Training:

Part 1: Parenting Kids Who Struggle with Essential Relationship Skills (C.A.S.E.)

Apr 24
Thursday, April 24, 2025 – 4:00pm
4:00pm - 5:30pm

Presented by Eileen Devine through Center for Adoption Support and Education (C.A.S.E.)

Part 1: Parenting Kids Who Struggle with Essential Relationship Skills

Thursday, April 24, 2025

7:00-8:30pm EST | $15

(4-5:30 PM Pacific)

Neuroscience research teaches us that there are environmental factors, teratogens, and other pre- or post-natal toxic stress such as trauma, alcohol exposure, and drug exposure that can impact the developing brain. Our experience also tells us that many children who have been impacted in such ways struggle to have successful relationships with others in their lives whether it be friends, siblings, or other family members. Why is this, exactly? Additionally, why do the standard, commonly accepted support and discipline techniques fail when applied to these kids? And, most importantly, what can parents do to support these children and teens differently (and more successfully) when it comes to being in reciprocal relationships with others? Part 1 of Eileen’s training will provide information on how to understand the root cause of these relational challenges in kids and teens who live with neurobehavioral challenges from a Brain First lens.

Register Now



Part 2: How to Help Build Your Child's Relationship Skills Through the Development of Meaningful Accommodations

Thursday, May 29, 2025

7:00-8:30pm EST | $15

In Part 2 of Eileen’s two-part training, Eileen will take participants through the steps that parents and caregivers can take to support their child or teen from a Brain First lens, by focusing on the lagging skills that need to be supported, so that their child or teen can experience more success in their relationships with others in their lives. She will teach participants what neuroscience research tells us about the brain-behavior connection, what it means for one to have a brain that works differently resulting in lagging cognitive skills, and the steps parents can take to move the focus away from the challenging behavior and instead focusing on the skill that needs accommodations and supports to grow over time.

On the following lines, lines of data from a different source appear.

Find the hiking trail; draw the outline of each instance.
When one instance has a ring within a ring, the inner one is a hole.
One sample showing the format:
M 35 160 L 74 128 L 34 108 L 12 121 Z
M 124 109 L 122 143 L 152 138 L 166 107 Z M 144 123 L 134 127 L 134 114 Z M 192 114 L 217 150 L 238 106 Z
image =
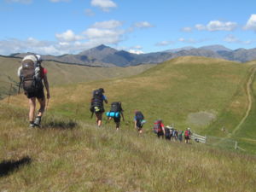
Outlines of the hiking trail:
M 247 83 L 246 85 L 246 94 L 247 96 L 247 109 L 246 111 L 246 113 L 244 115 L 244 117 L 241 119 L 241 120 L 239 122 L 239 124 L 235 127 L 235 129 L 233 130 L 233 131 L 228 135 L 228 137 L 230 137 L 232 135 L 234 135 L 241 127 L 241 125 L 244 123 L 244 121 L 247 119 L 247 118 L 248 117 L 250 111 L 252 109 L 252 105 L 253 105 L 253 96 L 252 96 L 252 89 L 251 89 L 251 85 L 253 84 L 253 78 L 254 78 L 254 74 L 255 74 L 255 71 L 256 71 L 256 67 L 254 67 L 252 69 L 251 74 L 250 74 L 250 78 Z

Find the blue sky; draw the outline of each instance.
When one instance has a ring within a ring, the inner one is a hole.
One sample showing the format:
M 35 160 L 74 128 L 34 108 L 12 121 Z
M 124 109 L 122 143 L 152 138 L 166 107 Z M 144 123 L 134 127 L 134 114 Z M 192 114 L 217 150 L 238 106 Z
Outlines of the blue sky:
M 255 0 L 1 0 L 0 55 L 256 46 Z

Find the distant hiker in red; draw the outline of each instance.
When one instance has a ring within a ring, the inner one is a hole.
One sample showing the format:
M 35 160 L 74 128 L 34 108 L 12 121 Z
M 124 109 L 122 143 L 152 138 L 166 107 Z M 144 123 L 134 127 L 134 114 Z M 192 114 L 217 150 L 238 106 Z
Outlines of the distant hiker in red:
M 41 119 L 45 109 L 45 96 L 44 84 L 47 91 L 47 99 L 49 99 L 49 88 L 47 79 L 47 70 L 41 66 L 42 58 L 39 55 L 26 55 L 22 59 L 21 67 L 18 69 L 25 95 L 29 101 L 29 126 L 41 126 Z M 44 82 L 44 84 L 43 84 Z M 40 108 L 35 117 L 36 99 Z
M 190 131 L 190 128 L 189 127 L 185 132 L 184 132 L 184 137 L 185 137 L 185 143 L 189 143 L 189 140 L 190 140 L 190 136 L 191 136 L 191 131 Z
M 157 134 L 159 138 L 164 138 L 166 135 L 165 125 L 161 119 L 158 119 L 154 123 L 153 131 Z
M 108 103 L 107 96 L 103 95 L 104 92 L 103 88 L 94 90 L 92 93 L 92 99 L 90 101 L 90 110 L 92 113 L 92 115 L 95 113 L 96 116 L 96 125 L 98 127 L 102 126 L 102 113 L 105 111 L 103 102 L 106 104 Z

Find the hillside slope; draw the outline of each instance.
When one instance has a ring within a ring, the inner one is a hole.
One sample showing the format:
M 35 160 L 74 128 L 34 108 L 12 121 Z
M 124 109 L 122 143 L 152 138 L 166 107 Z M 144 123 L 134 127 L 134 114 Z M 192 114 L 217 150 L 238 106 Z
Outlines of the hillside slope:
M 96 129 L 56 113 L 46 113 L 44 128 L 31 130 L 26 110 L 0 107 L 3 191 L 253 192 L 256 187 L 255 156 L 137 137 L 111 125 Z
M 165 125 L 174 124 L 178 130 L 190 126 L 195 132 L 211 131 L 225 137 L 219 129 L 221 122 L 232 131 L 232 125 L 247 112 L 245 85 L 254 67 L 255 63 L 182 57 L 132 77 L 52 87 L 42 129 L 27 128 L 23 95 L 11 96 L 9 104 L 2 100 L 1 189 L 253 192 L 255 155 L 159 140 L 151 127 L 161 118 Z M 253 79 L 253 96 L 255 86 Z M 101 129 L 94 125 L 94 118 L 90 119 L 91 91 L 99 87 L 105 89 L 109 102 L 123 103 L 125 121 L 119 131 L 105 117 Z M 248 143 L 244 137 L 253 131 L 254 106 L 233 136 L 243 143 Z M 143 137 L 133 128 L 134 109 L 145 114 Z M 238 134 L 241 131 L 242 137 Z M 255 148 L 244 146 L 255 154 Z
M 180 57 L 132 77 L 53 89 L 50 107 L 61 113 L 87 119 L 92 90 L 104 87 L 110 102 L 123 102 L 129 120 L 133 111 L 140 109 L 148 122 L 160 118 L 177 129 L 189 126 L 207 134 L 213 130 L 213 135 L 225 137 L 221 128 L 232 131 L 246 113 L 244 86 L 253 67 L 218 59 Z M 22 98 L 15 97 L 13 102 L 22 103 Z M 225 118 L 229 108 L 234 113 Z
M 13 84 L 11 92 L 17 93 L 17 84 L 20 81 L 17 77 L 17 69 L 20 66 L 20 59 L 0 56 L 0 99 L 9 94 L 10 83 Z M 154 65 L 130 67 L 92 67 L 45 61 L 43 66 L 49 71 L 48 79 L 50 85 L 63 85 L 127 77 L 140 73 Z

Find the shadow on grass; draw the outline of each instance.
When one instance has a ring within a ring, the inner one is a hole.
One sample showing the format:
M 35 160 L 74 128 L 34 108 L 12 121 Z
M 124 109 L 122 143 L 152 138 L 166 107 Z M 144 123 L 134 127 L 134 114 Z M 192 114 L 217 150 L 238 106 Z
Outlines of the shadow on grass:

Center for Adoption Support and Education, Provider #1972, is approved to offer social work continuing education by the Association of Social Work Boards (ASWB) Approved Continuing Education (ACE) program. Regulatory boards are the final authority on courses accepted for continuing education credit. ACE provider approval period: 3/3/2025 – 3/3/2026. Social workers completing this course receive 1.5 general continuing education credits.


Location:

Center for Adoption Support & Education (C.A.S.E) – WEBINAR


Presenter - Eileen Devine


About Eileen Devine, LCSW

Eileen Devine is a licensed clinical social worker and founder of Brain First Parenting. She lives in Portland, Oregon with her husband and two teenage children. She has more than 20 years of clinical experience and for the last 10 of those years, has focused solely on supporting parents across the globe, all of whom have kids with neurobehavioral conditions.

Eileen has been extensively trained in the neurobehavioral model through FASCETS as well as the Collaborative Problem Solving model through ThinkKids. In addition to her one-to-one and group work with parents, she facilitates dozens of workshops and trainings each year for parents, teachers, and mental health professionals and is a trainer for the Center for Adoption Support and Education’s (C.A.S.E.) accredited Training for Adoption Competency (TAC) Program, where she instructs other clinicians across the state of Oregon on what it means to be an adoption and foster competent therapist.

In addition to her clinical expertise, Eileen is the adoptive parent of a teenage daughter who lives with Fetal Alcohol Spectrum Disorder (FASD).